BİR CENAZE TÖRENİ BİR DOĞUM GÜNÜ PARTİSİ
‘Büyük Angel’ın Ömründeki Son Cumartesi’ başlıklı ilk bölüm, “Büyük Angel annesinin cenazesine geç kalmak üzereydi” cümlesiyle açılıyor. Anlıyoruz ki bir cenaze töreninin arifesindeyiz ve Miguel Angel De La Cruz, yani Büyük Angel de ölümün eşiğinde. Gerçekten de, 100 yaşındaki annesini toprağa verecek olan 70 yaşındaki oğul kanserden ölmek üzere. İşte bu yüzden akrabalarını hafta sonu süren çifte bir toplantı için davet etmiş; cumartesi cenaze, pazar son doğum günü partisi...

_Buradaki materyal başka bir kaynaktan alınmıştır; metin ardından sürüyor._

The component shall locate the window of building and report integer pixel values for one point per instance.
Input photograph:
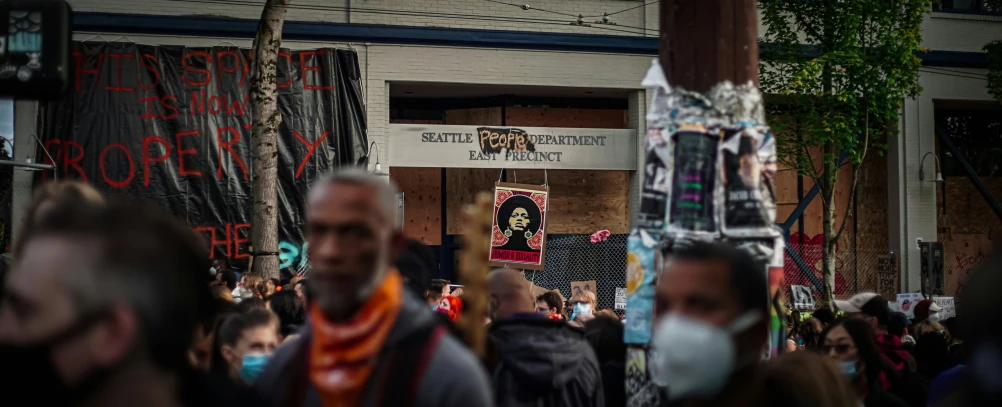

“Ülkenin dört bir yanından gelen vardı: Bakersfield, LA,Vegas. En küçük erkek kardeşi Küçük Angel, ta Seattle’dan geliyordu. Herkes rezervasyon yaptırmıştı. İşyerlerinden izin almışlardı. Para babaları ve üniversite öğrencileri, eski mahkûmlar ve devlet yardımıyla geçinen anneler, mutlu çocuklar ve üzgün eski topraklar, pinches gringos ve boştaki bütün akrabalar geliyordu. Zaman dar, program sıkışık olacaktı.”
Ölüme metanetle yaklaşmasına rağmen Büyük Angel, hayattan bu kadar erken ayrılmaya hiç niyetlenmemiş. Aslında annesi kadar yaşayacağını düşünmüş hep. Zira içinde hâlâ bir çocuk o... Ve aynı zamanda köklerine bağlı, gururlu bir adam. Bir Meksikalı göçmen olarak Amerikalılara bir şeyler ispatladığını düşünüyor. “Mühim olan bu zengin Amerikanoların yapamayacağı şeyi bir Meksikalının yapmasıydı. (...) O Emiliano Zapata’ydı. Diz çökerek yaşayacak değildi. (...) Büyük Angel’ın ömrü hayatında tek istediği buydu: Saygı ve hayranlık uyandırmak...”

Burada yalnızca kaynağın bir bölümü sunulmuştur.